Всю весну 1982 года я отыграл за дубль ЦСКА, а в мае меня комиссовали по состоянию здоровья, выдав мне военный билет, а, точнее, „белый билет“ инвалида. В это время Валентин Козьмич Иванов проявил ко мне интерес и предложил перейти из ЦСКА в „Торпедо“. Базилевичу я со своими больными руками был не нужен, поскольку стал неперспективным. Тут врач ЦСКА нарушил обет молчания (но, правда, не до конца). Он позвонил своему коллеге в „Торпедо“, и предупредил, что „у Сарычева что-то с руками“, но что конкретно, видимо, не сказал. Анатолий Семенович Прояев — врач „Торпедо“ — спросил как-то меня на медобследовании: „Ну, что там у тебя с руками“? „Да ничего серьезного“, — отвечаю. „Ну, и ладно“, — ответил Прояев, не желая лезть в дебри. Играя за „Торпедо“, я привык к боли, слёзы высохли. И всё-таки я доказал, прежде всего самому себе, что человек непобедим, пока он жив, и выстрадал титул лучшего вратаря 1991 года. А боли? Так они до сих пор меня мучают, но я никогда и никому не жалуюсь, даже своим близким. Моя семья узнала о проблемах с руками от меня только в 1998 году. Вот, собственно, и всё». Я отложил ручку в сторону.

— Валера, а, может быть, всё, что с тобой произошло дальше, я имею в виду Корею, неспроста?

— Что имеешь в виду, Николаич?

— Я имею в виду в первую очередь твои переломанные руки, которые в Корее все время фотографируют и помещают на обложках журналов и газет вместо твоего лица. Твои кисти, может, из-за перелома как бы живут отдельно от твоего тела!

— А? Ты их имеешь в виду, — он посмотрел на свои кисти. Ты, Николаич, о руках моих и сам знаешь почти всё. Ты о них хотел написать, так напиши, а я прочту. Хорошо?!

— Договорились, — с радостью откликнулся я, но призадумался, ведь вспоминать в деталях нужно было все события, начиная с осени 1991 года…

…Юрий Васильевич Золотов, легендарный начальник команды «Торпедо» Москва, пришел к нам в комнату, заметно запыхавшись. Какой-то он был в тот день суетной. В одной руке держал кепку в мелкую клетку, в другой была кожаная папка, набитая бумагами, торчащими во все стороны.

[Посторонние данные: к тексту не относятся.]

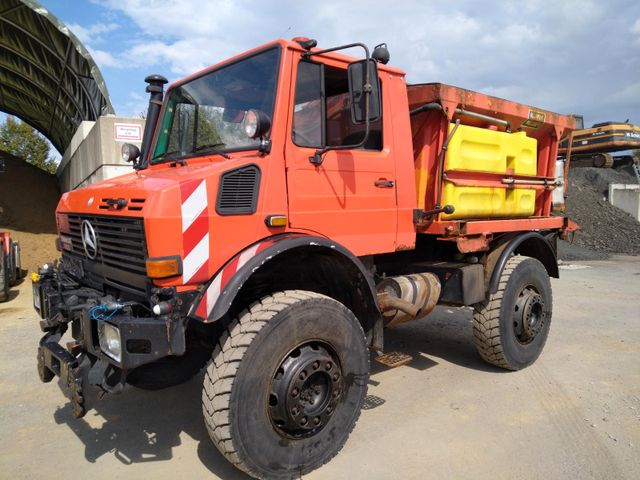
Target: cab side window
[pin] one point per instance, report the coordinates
(322, 111)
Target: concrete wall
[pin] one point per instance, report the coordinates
(94, 152)
(626, 197)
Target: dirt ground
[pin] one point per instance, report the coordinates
(28, 199)
(574, 414)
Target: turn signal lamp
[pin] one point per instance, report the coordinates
(164, 267)
(276, 221)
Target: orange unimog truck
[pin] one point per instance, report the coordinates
(288, 204)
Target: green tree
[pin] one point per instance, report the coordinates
(23, 141)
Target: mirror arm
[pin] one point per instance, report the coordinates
(318, 157)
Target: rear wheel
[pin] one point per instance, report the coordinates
(286, 384)
(511, 328)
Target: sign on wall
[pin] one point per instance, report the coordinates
(128, 132)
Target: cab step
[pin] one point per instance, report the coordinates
(393, 359)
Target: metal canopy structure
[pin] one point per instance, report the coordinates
(47, 77)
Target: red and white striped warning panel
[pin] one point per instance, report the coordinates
(195, 231)
(221, 280)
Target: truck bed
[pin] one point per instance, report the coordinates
(499, 166)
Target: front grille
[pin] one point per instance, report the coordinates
(238, 191)
(121, 241)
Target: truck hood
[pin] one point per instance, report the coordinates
(142, 189)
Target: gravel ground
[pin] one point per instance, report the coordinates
(605, 229)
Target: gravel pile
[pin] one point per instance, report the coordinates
(605, 229)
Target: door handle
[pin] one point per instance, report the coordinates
(384, 183)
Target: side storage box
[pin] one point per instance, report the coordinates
(480, 150)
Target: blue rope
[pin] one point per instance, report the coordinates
(99, 313)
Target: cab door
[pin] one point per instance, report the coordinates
(351, 196)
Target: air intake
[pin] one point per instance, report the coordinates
(238, 191)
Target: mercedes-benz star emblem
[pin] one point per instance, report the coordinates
(89, 240)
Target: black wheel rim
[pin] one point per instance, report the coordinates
(529, 315)
(305, 390)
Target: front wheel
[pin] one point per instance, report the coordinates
(511, 328)
(286, 384)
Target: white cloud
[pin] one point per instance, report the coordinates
(93, 33)
(104, 58)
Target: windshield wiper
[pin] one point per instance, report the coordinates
(212, 148)
(167, 155)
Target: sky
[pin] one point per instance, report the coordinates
(562, 55)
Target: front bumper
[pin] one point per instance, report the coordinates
(90, 359)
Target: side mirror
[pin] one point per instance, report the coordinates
(357, 74)
(256, 123)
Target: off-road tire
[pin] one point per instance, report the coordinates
(239, 379)
(4, 275)
(170, 371)
(493, 326)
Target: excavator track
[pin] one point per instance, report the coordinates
(597, 160)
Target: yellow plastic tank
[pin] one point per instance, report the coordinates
(482, 150)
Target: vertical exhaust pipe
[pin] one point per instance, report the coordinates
(155, 89)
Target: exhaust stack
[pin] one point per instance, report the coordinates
(156, 91)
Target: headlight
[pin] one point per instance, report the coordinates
(130, 152)
(109, 336)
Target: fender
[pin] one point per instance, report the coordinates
(216, 299)
(532, 244)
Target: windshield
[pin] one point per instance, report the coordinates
(205, 115)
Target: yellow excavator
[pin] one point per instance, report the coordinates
(592, 147)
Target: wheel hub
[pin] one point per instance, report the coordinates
(529, 315)
(305, 390)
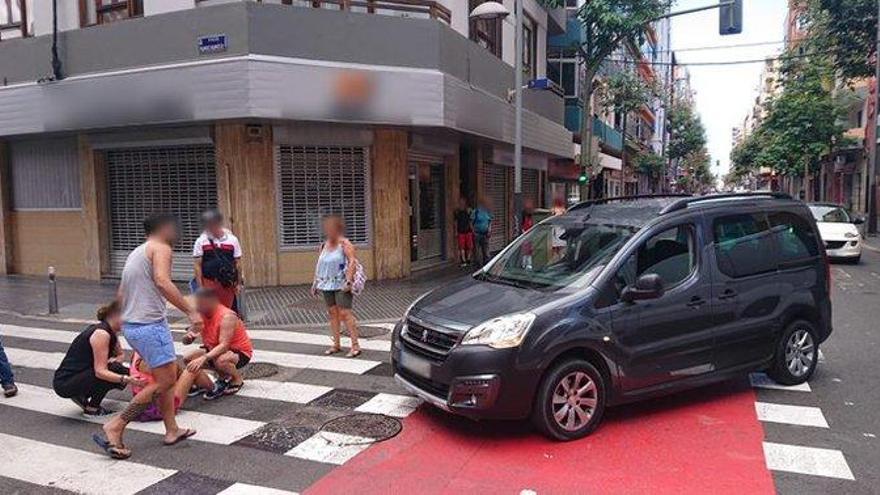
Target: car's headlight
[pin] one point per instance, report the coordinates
(502, 332)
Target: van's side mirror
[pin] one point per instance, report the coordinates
(648, 286)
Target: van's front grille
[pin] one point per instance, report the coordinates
(428, 342)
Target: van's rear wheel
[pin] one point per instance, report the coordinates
(797, 353)
(570, 401)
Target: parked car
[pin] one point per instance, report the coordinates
(839, 231)
(646, 295)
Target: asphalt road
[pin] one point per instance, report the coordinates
(846, 387)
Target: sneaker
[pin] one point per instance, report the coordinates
(10, 390)
(219, 390)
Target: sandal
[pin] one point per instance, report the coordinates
(118, 452)
(187, 432)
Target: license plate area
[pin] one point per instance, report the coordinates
(415, 364)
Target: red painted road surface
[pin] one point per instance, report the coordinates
(702, 441)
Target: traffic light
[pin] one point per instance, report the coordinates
(730, 19)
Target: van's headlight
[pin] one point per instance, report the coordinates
(502, 332)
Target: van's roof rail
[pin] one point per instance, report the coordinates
(684, 202)
(591, 202)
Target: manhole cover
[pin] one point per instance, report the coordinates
(259, 370)
(309, 304)
(368, 332)
(372, 427)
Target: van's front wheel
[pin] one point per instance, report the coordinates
(570, 401)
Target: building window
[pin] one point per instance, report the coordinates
(485, 32)
(564, 73)
(314, 181)
(530, 49)
(103, 11)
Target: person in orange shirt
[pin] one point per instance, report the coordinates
(226, 346)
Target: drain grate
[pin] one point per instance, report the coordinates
(372, 427)
(367, 332)
(259, 370)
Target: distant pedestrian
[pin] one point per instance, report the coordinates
(334, 278)
(146, 285)
(464, 229)
(7, 379)
(483, 230)
(93, 365)
(217, 254)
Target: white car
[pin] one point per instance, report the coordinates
(839, 231)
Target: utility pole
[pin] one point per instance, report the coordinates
(872, 151)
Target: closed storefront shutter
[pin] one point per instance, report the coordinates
(497, 190)
(141, 181)
(315, 181)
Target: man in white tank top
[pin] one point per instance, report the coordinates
(146, 285)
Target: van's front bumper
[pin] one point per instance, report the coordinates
(473, 381)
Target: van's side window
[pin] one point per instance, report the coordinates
(670, 254)
(744, 245)
(795, 237)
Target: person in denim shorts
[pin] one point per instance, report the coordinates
(145, 287)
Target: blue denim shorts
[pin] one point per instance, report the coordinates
(152, 341)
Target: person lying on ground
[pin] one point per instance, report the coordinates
(226, 346)
(93, 365)
(186, 383)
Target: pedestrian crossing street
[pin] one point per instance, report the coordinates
(796, 457)
(293, 409)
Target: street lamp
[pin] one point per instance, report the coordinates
(491, 11)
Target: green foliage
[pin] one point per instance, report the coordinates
(687, 134)
(845, 32)
(650, 164)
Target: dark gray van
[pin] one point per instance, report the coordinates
(619, 300)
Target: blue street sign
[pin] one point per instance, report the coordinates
(216, 43)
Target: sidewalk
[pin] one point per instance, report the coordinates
(266, 307)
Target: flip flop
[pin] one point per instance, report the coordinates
(114, 451)
(187, 432)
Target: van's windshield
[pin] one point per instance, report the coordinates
(554, 256)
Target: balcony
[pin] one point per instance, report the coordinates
(420, 9)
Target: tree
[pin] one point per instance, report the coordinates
(607, 25)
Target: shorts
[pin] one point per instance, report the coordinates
(243, 359)
(341, 298)
(466, 241)
(152, 341)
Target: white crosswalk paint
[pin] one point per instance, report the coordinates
(246, 489)
(211, 428)
(329, 447)
(74, 470)
(761, 380)
(791, 415)
(398, 406)
(806, 460)
(286, 359)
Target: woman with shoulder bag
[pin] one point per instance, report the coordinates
(338, 277)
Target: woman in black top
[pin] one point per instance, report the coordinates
(93, 364)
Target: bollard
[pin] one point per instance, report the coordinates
(53, 292)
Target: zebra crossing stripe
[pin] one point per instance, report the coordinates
(791, 415)
(286, 359)
(246, 489)
(75, 470)
(807, 460)
(211, 428)
(761, 380)
(330, 447)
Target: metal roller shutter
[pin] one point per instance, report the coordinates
(318, 180)
(497, 189)
(141, 181)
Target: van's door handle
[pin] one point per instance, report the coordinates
(727, 294)
(696, 302)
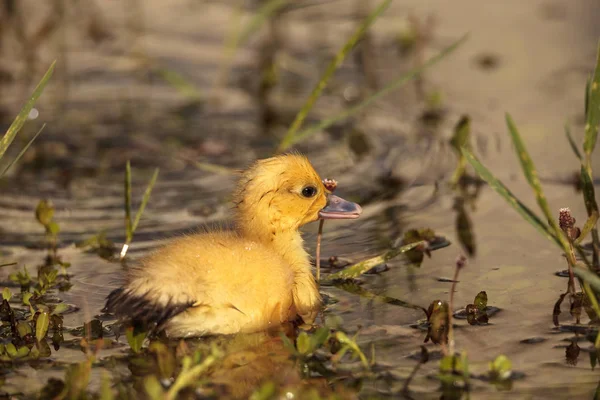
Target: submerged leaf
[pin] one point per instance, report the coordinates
(500, 368)
(41, 326)
(481, 301)
(135, 339)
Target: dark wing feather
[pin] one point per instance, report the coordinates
(141, 309)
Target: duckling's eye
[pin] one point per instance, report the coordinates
(309, 191)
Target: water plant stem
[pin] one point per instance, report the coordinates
(288, 139)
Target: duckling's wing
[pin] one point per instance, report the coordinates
(140, 309)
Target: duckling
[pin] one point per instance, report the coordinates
(252, 278)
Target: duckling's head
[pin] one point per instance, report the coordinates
(282, 193)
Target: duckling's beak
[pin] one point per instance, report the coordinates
(338, 208)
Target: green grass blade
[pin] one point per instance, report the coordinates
(23, 115)
(589, 193)
(593, 112)
(572, 143)
(356, 270)
(288, 139)
(505, 193)
(393, 85)
(128, 230)
(460, 139)
(18, 157)
(532, 177)
(145, 199)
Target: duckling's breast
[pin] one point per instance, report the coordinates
(236, 285)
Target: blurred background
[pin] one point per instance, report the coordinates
(200, 88)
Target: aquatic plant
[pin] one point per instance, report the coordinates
(562, 230)
(131, 226)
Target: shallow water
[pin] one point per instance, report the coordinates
(78, 163)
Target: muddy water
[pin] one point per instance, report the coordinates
(543, 51)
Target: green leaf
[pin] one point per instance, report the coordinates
(360, 268)
(44, 212)
(589, 194)
(500, 368)
(11, 350)
(303, 343)
(106, 392)
(319, 337)
(503, 191)
(22, 351)
(41, 326)
(23, 115)
(24, 329)
(59, 309)
(451, 364)
(288, 139)
(153, 388)
(593, 112)
(481, 301)
(572, 143)
(587, 228)
(145, 199)
(460, 139)
(26, 298)
(53, 228)
(393, 85)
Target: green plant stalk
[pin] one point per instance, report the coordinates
(572, 143)
(318, 250)
(592, 114)
(462, 133)
(589, 197)
(23, 115)
(145, 199)
(188, 376)
(503, 191)
(393, 85)
(18, 157)
(587, 228)
(360, 268)
(128, 224)
(532, 177)
(288, 139)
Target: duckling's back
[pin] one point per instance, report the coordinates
(212, 283)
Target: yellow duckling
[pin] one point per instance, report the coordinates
(249, 279)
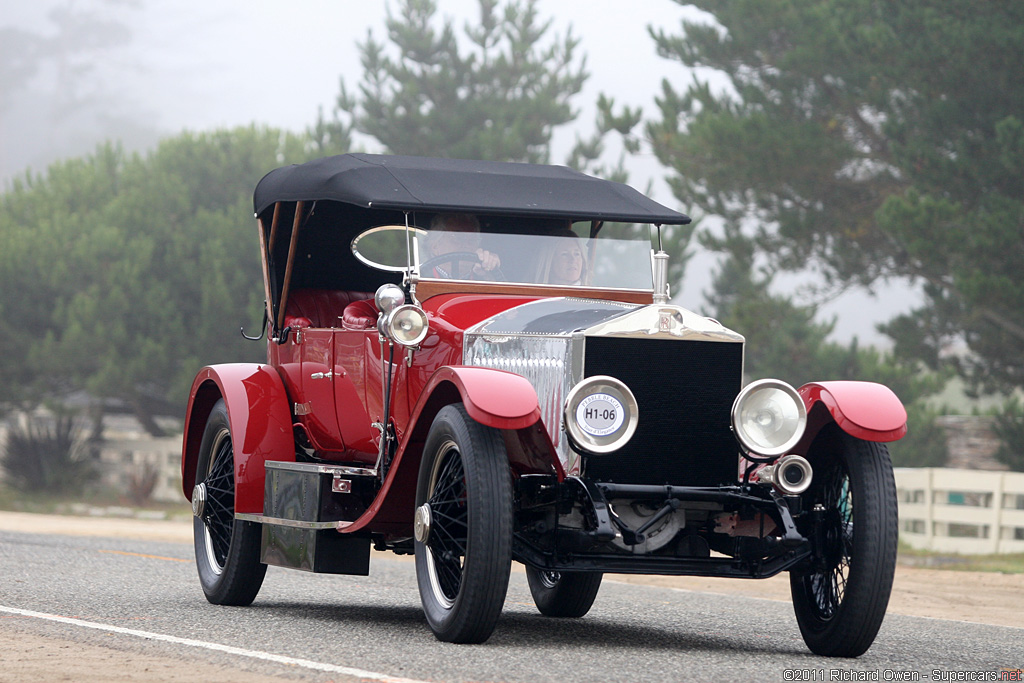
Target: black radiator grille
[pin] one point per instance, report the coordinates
(685, 391)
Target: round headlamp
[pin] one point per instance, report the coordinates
(407, 325)
(768, 418)
(600, 415)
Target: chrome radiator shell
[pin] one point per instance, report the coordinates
(545, 341)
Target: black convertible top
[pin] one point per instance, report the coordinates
(420, 183)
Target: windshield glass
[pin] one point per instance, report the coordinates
(562, 259)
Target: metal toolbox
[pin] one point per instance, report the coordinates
(304, 506)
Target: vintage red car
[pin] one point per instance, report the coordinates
(478, 363)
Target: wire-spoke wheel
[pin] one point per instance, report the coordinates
(226, 550)
(840, 602)
(464, 527)
(566, 594)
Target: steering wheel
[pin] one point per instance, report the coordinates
(463, 257)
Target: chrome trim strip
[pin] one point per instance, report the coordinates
(320, 468)
(296, 523)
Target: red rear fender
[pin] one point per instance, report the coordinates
(864, 410)
(260, 422)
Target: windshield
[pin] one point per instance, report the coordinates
(561, 260)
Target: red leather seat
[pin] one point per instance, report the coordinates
(322, 308)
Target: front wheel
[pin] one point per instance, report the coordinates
(226, 550)
(463, 527)
(566, 594)
(841, 601)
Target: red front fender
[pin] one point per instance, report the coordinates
(864, 410)
(260, 422)
(493, 397)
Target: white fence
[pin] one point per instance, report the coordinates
(962, 511)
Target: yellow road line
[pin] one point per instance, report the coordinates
(152, 557)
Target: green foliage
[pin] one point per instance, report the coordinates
(925, 443)
(867, 139)
(1010, 428)
(132, 271)
(45, 455)
(784, 341)
(499, 99)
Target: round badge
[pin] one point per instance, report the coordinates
(600, 414)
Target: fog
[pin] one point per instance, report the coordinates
(200, 66)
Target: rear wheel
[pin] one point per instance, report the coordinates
(463, 527)
(226, 550)
(841, 601)
(567, 594)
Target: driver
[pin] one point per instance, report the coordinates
(458, 232)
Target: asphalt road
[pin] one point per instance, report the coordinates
(356, 628)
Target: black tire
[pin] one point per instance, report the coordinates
(565, 594)
(226, 550)
(841, 602)
(463, 564)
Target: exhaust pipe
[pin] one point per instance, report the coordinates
(790, 474)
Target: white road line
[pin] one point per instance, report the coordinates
(255, 654)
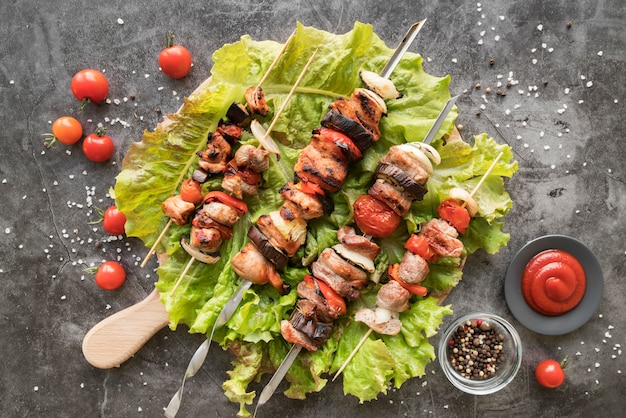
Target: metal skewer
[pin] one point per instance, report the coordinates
(229, 308)
(370, 330)
(280, 373)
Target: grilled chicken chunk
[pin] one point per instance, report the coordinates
(358, 243)
(177, 209)
(344, 288)
(256, 159)
(302, 205)
(221, 213)
(442, 238)
(413, 268)
(393, 296)
(399, 201)
(203, 221)
(215, 156)
(250, 264)
(236, 186)
(207, 240)
(322, 163)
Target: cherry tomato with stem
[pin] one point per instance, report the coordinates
(191, 191)
(174, 60)
(550, 374)
(110, 275)
(98, 146)
(114, 221)
(66, 130)
(374, 217)
(89, 85)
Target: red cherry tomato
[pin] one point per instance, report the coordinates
(90, 85)
(97, 146)
(110, 275)
(191, 191)
(374, 217)
(175, 60)
(114, 221)
(550, 374)
(67, 130)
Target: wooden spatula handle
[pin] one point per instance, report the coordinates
(117, 338)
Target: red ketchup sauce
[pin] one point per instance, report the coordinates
(553, 282)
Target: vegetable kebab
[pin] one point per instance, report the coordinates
(437, 238)
(214, 220)
(241, 174)
(349, 128)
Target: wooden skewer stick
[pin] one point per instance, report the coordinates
(291, 92)
(273, 64)
(267, 73)
(484, 177)
(369, 331)
(153, 248)
(293, 89)
(182, 275)
(353, 353)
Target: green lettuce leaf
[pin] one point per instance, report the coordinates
(154, 168)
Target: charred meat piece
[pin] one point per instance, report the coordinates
(341, 267)
(253, 158)
(368, 109)
(256, 101)
(221, 213)
(318, 331)
(368, 316)
(344, 288)
(202, 220)
(303, 205)
(215, 156)
(230, 131)
(442, 238)
(397, 200)
(393, 296)
(273, 254)
(207, 240)
(238, 114)
(250, 264)
(177, 209)
(392, 174)
(406, 162)
(292, 335)
(413, 268)
(314, 305)
(323, 163)
(342, 117)
(358, 243)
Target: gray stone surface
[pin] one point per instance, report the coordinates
(563, 119)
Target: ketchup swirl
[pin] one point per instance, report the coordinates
(553, 282)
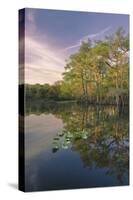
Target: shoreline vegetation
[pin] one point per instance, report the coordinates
(97, 74)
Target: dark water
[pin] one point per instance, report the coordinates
(72, 146)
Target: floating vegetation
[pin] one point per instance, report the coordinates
(60, 134)
(55, 149)
(56, 138)
(64, 146)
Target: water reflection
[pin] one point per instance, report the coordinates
(99, 134)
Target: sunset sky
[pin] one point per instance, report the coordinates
(51, 36)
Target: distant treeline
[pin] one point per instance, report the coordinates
(97, 73)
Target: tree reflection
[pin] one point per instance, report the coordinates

Черная японская куртка, засаленная на рукавах, была расстегнута, и поэтому темно-синий двубортный пиджак с металлическими пуговицами не слишком выделялся своей излишней длиной. «Дежурный», далекий от требований моды текущего сезона, галстук не совсем подходил к рубашке, а коричневые нечищенные ботинки фирмы «Саламандра» говорили не столько за хозяина, способного доставать советский дефицит, столько о том, что на улице было не только сыро, но и грязно. В общем, человек занятой к нам зашел, прибыл, понимаешь, срочно утрясти важный для команды вопрос и бежать дальше… Дела, дела, дела!..

— Михаил Леонидович, здрасьте, — обратился Золотов к нашему директору, — я, как договаривались, сразу к Вам.

— А Вам же мой заместитель, Абрамов Владимир Николаевич должен был звонить, — сказал Никитин и, привстав со стула, пожал руку известному на весь Союз автозаводцу.

— Да, он звонил, но у меня же в кабинете всегда народ, мне лучше у Вас на месте обсудить все вопросы.

— Вот как раз, Владимир Николаевич только что обсуждал с корейцами их предложение по вашему вратарю.

Я тоже привстал и пожал Юрию Васильевичу руку.

— Так что, они серьезно дают сто тысяч долларов за вратаря?!

— Действительно, — отвечаю я, — дают 100 тысяч долларов. Контракт на два года, зарплата футболисту 4 тысячи долларов, квартира, машина и т. д.

— Да нам хоть на два года, хоть на десять, хоть все права продадим. Главное — 100 тысяч. Сарычеву ведь уже 31 год, мы его уже чуть было в Израиль не продали, те дают 50 тысяч за трансфер и три тысячи зарплата. Так что я тебе серьезно говорю, если корейцы точно дают 100 тысяч, мы готовы хоть завтра подписать контракт.